8.  Dit, à l’unanimité, que l’Etat défendeur doit verser à la requérante, dans les trois mois à compter du jour où l’arrêt sera devenu définitif conformément à l’article 44 § 2 de la Convention, 1 500 EUR (mille cinq cents euros) pour dommage moral, à convertir en monnaie nationale de l’Etat défendeur au taux applicable à la date du règlement ;

9.  Dit, à l’unanimité, qu’à compter de l’expiration dudit délai et jusqu’au versement, les montants indiqués sous 7 et 8 seront à majorer d’un intérêt simple à un taux égal à celui de la facilité de prêt marginal de la Banque centrale européenne applicable pendant cette période, majoré de trois points de pourcentage ;

10.  Rejette, à l’unanimité, la demande de satisfaction équitable pour le surplus.

 

Fait en français, puis communiqué par écrit le 17 décembre 2002 en application de l’article 77 §§ 2 et 3 du règlement.

S. Dollé J.-P. Costa
Greffière Président

Au présent arrêt se trouve joint, conformément aux articles 45 § 2 de la Convention et 74 § 2 du règlement, l’exposé de l’opinion dissidente de Mme Mularoni.

J.-P.C.
S.D.

OPINION DISSIDENTE
DE Mme LA JUGE MULARONI

Je regrette de ne pas pouvoir me rallier à la décision d’allouer à la requérante, au titre de dommage matériel et « statuant en équité », 15 000 EUR pour la privation de propriété subie du 9 avril 1996 (date de l’arrêt de la Cour Suprême) au 16 août 2001 (date de la décision administrative de restitution), aux termes de l’article 1 du Protocole no 1 (§§ 63-64).

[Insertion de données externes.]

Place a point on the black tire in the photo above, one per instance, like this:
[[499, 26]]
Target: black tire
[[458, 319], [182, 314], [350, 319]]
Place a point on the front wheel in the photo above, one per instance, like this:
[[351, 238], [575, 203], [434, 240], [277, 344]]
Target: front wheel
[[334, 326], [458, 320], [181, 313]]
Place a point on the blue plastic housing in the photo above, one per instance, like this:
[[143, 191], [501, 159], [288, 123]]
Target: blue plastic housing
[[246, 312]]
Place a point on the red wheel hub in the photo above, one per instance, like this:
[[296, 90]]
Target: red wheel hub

Je n’exclus pas que la requérante ait subi un préjudice en relation avec la violation de l’article 1 du Protocole no 1, bien au contraire j’estime qu’il est tout à fait probable que la requérante ait subi un dommage matériel, que ce soit à cause de l’acquittement des taxes et des impôts immobiliers afférents au bien, à cause de la perte éventuelle du loyer, ou à cause de dépenses qu’elle a peut-être engagées au titre du bail pour l’appartement qu’elle occupait en tant que locataire.

Mais ces dépenses ou manques à gagner sont, à mon avis, très faciles à démontrer et auraient dû être prouvés par la requérante. Allouer à titre de dommage matériel « en équité » 15 000 EUR, une somme qui n’est pas négligeable, me paraît exagéré et injustifié.